The National Farmers’ Union is urging MPs to ask how the government intends to honour its pledge to protect British farming’s high standards as the Trade Bill begins its passage in the House of Commons today (May 20).
The NFU is also continuing to press the importance of a Trade, Food and Farming Standards Commission – a body which would review policy and develop solutions to promote free trade while holding all food imports to the UK’s high food standards.
The call comes after the Agriculture Bill was passed into the House of Lords unamended last week, despite widespread support from the farming industry, environmental and animal welfare NGOs and MPs for changes that would ensure food imports in any future trade deals meet the same high production standards that are legally required of UK farmers.
NFU president Minette Batters said: “As the Trade Bill is debated for the first time in the House of Commons today, I ask MPs to consider one thing – where do they see the UK on the global stage?
“For food and farming, we have the potential to be at the very top. But we need a trade policy that safeguards our farmers and British food production from the damaging impact of importing food that would be illegal to produce here.
“Failure to do this would undermine our values of animal welfare, environmental protection and food safety – all of which are incredibly important to the public.
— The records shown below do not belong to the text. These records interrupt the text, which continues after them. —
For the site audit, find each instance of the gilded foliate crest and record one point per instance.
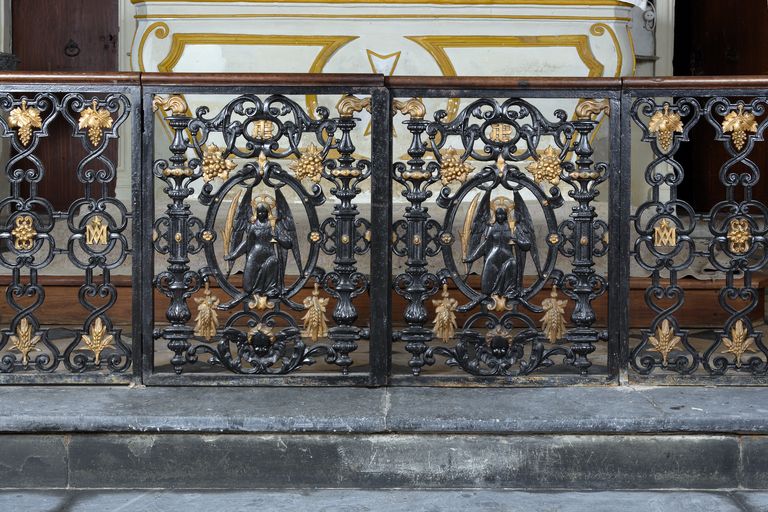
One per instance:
(739, 236)
(452, 168)
(96, 120)
(664, 340)
(738, 124)
(207, 319)
(739, 343)
(25, 119)
(664, 124)
(553, 321)
(98, 339)
(309, 165)
(547, 167)
(214, 163)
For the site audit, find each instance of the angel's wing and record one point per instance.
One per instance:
(525, 223)
(475, 224)
(286, 227)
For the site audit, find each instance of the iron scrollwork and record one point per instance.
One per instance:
(261, 335)
(500, 335)
(96, 224)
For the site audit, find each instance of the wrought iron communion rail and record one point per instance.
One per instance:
(356, 230)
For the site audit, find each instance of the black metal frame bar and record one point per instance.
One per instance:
(128, 85)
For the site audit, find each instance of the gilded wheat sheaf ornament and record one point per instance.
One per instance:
(25, 119)
(96, 120)
(24, 340)
(97, 339)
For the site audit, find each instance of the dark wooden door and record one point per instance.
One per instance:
(718, 37)
(65, 35)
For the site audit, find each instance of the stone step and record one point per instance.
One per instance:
(577, 438)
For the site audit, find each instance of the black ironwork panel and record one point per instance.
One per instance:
(68, 314)
(696, 331)
(497, 270)
(262, 243)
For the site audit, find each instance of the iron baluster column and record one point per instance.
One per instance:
(414, 283)
(582, 282)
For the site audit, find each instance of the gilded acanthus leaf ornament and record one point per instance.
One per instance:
(664, 340)
(349, 105)
(214, 163)
(553, 321)
(738, 124)
(739, 235)
(96, 120)
(24, 340)
(445, 315)
(24, 233)
(207, 319)
(547, 167)
(309, 165)
(452, 168)
(97, 339)
(664, 124)
(739, 343)
(315, 322)
(25, 119)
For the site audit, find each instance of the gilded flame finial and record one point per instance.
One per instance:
(412, 107)
(315, 322)
(96, 120)
(589, 109)
(445, 315)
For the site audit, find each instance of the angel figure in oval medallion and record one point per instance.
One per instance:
(263, 230)
(500, 231)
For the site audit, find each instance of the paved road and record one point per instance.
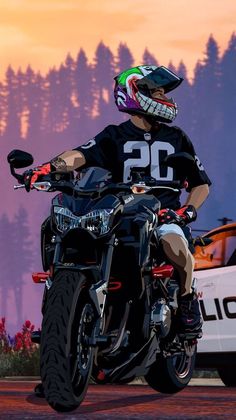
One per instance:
(124, 402)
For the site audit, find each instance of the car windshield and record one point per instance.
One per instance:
(221, 252)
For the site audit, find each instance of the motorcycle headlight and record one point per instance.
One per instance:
(97, 221)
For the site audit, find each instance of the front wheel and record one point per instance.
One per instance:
(228, 375)
(66, 354)
(171, 374)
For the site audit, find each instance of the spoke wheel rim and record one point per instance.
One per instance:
(83, 352)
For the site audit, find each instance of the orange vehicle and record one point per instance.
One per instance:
(221, 252)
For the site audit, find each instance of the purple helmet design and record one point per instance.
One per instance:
(133, 87)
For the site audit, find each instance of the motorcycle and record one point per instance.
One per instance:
(110, 298)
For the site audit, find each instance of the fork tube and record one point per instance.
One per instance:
(101, 287)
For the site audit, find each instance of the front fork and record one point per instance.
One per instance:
(98, 291)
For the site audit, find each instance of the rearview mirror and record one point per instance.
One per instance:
(19, 159)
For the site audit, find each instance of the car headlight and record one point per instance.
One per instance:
(97, 221)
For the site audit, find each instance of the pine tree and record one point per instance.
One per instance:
(149, 58)
(13, 119)
(125, 58)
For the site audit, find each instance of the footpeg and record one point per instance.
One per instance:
(36, 337)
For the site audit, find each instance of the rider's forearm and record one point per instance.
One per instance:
(68, 161)
(197, 196)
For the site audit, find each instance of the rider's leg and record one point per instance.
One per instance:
(176, 249)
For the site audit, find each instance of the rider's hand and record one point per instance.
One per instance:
(32, 175)
(182, 216)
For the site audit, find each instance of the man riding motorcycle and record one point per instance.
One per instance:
(143, 142)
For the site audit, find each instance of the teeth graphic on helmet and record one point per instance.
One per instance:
(131, 98)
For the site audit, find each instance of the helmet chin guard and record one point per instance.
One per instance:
(132, 92)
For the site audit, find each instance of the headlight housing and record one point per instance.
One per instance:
(97, 221)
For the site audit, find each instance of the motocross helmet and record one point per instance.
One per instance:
(133, 92)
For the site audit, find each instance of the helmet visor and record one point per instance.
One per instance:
(161, 77)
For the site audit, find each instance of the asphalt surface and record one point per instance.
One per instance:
(202, 399)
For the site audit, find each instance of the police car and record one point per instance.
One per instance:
(215, 270)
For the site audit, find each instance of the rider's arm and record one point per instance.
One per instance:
(197, 196)
(68, 161)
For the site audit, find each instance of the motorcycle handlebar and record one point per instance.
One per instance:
(69, 187)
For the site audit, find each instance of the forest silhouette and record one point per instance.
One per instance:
(46, 115)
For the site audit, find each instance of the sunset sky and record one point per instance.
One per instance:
(42, 32)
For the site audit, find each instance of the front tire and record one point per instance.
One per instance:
(171, 374)
(66, 355)
(228, 375)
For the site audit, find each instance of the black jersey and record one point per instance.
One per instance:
(120, 148)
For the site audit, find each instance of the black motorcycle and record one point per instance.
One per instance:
(110, 300)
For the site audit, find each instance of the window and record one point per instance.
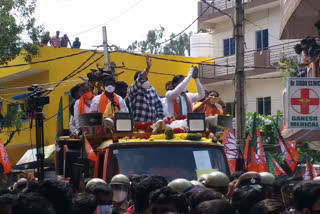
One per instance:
(262, 39)
(229, 47)
(231, 109)
(264, 105)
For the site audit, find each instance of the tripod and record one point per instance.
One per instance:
(40, 144)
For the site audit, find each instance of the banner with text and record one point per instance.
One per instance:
(302, 107)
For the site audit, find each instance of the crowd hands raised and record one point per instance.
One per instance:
(141, 99)
(214, 193)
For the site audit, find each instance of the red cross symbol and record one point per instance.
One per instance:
(305, 101)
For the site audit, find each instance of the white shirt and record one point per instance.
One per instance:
(96, 100)
(76, 112)
(165, 106)
(174, 95)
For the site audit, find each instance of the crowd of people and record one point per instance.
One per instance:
(214, 193)
(142, 100)
(308, 51)
(57, 41)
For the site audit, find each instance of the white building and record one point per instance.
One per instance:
(264, 86)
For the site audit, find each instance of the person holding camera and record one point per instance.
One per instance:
(180, 102)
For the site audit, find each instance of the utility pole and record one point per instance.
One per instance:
(105, 47)
(239, 74)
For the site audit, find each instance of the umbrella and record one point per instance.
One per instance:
(298, 18)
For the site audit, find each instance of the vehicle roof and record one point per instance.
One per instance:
(163, 143)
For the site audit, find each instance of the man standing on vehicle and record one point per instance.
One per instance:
(180, 102)
(144, 100)
(82, 105)
(108, 102)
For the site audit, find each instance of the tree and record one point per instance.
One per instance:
(178, 46)
(16, 19)
(151, 44)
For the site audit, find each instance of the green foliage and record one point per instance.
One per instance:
(266, 126)
(13, 119)
(16, 19)
(269, 136)
(178, 46)
(151, 44)
(288, 67)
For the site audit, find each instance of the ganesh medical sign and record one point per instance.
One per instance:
(303, 100)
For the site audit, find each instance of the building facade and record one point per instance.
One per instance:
(263, 51)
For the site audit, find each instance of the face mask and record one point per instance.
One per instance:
(88, 96)
(119, 195)
(146, 85)
(105, 209)
(109, 88)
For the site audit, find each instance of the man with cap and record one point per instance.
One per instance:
(108, 102)
(145, 103)
(120, 185)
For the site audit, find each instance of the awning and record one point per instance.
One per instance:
(30, 155)
(301, 135)
(298, 18)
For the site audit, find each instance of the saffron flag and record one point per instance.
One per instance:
(230, 148)
(289, 152)
(261, 159)
(87, 151)
(254, 155)
(4, 159)
(59, 129)
(251, 147)
(310, 172)
(274, 167)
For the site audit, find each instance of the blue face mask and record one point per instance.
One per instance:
(105, 209)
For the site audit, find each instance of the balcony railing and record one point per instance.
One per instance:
(254, 60)
(221, 4)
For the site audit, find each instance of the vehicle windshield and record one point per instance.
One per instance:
(171, 162)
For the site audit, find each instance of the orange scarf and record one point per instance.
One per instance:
(82, 104)
(104, 102)
(178, 106)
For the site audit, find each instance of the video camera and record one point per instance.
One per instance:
(35, 100)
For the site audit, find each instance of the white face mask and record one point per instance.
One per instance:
(146, 85)
(119, 195)
(105, 209)
(109, 88)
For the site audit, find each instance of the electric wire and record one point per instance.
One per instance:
(181, 32)
(78, 71)
(47, 60)
(196, 63)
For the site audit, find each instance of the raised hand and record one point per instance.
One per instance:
(146, 72)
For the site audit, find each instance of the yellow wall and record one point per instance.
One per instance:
(56, 70)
Last week, we heard MPs say that the standards of imported food were issues for the Trade Bill rather than the Agriculture Bill.
“With this in mind, I hope to see it fully addressed today. I would also like to know why the government has not yet established a trade and standards commission.
“It would be an eminently sensible approach aimed at addressing the many complex challenges in ensuring our high production standards are safeguarded within our future trade policy.
“Our trade policy must reflect our moral responsibilities to the planet and the people and creatures that live on it – protecting our natural environment, caring for our farmed animals, and working toward a more sustainable, climate-friendly way of farming and food production.
These are issues that cannot be wished away or presumed dealt with by brief pledges in a manifesto or verbal assurances in media interviews.
“So I ask all MPs to speak up for British farming today; ask for a commission that will protect the UK’s food values from sub-standard imports and ask for more parliamentary scrutiny over future trade deals.
“We are at a make or break moment for British farming. We have the chance to become a global leader in climate-friendly farming, and neither farmers nor the public want to see that ambition fall by the wayside because our trade policy does not hold food imports to the same standards as are expected of our own farmers.”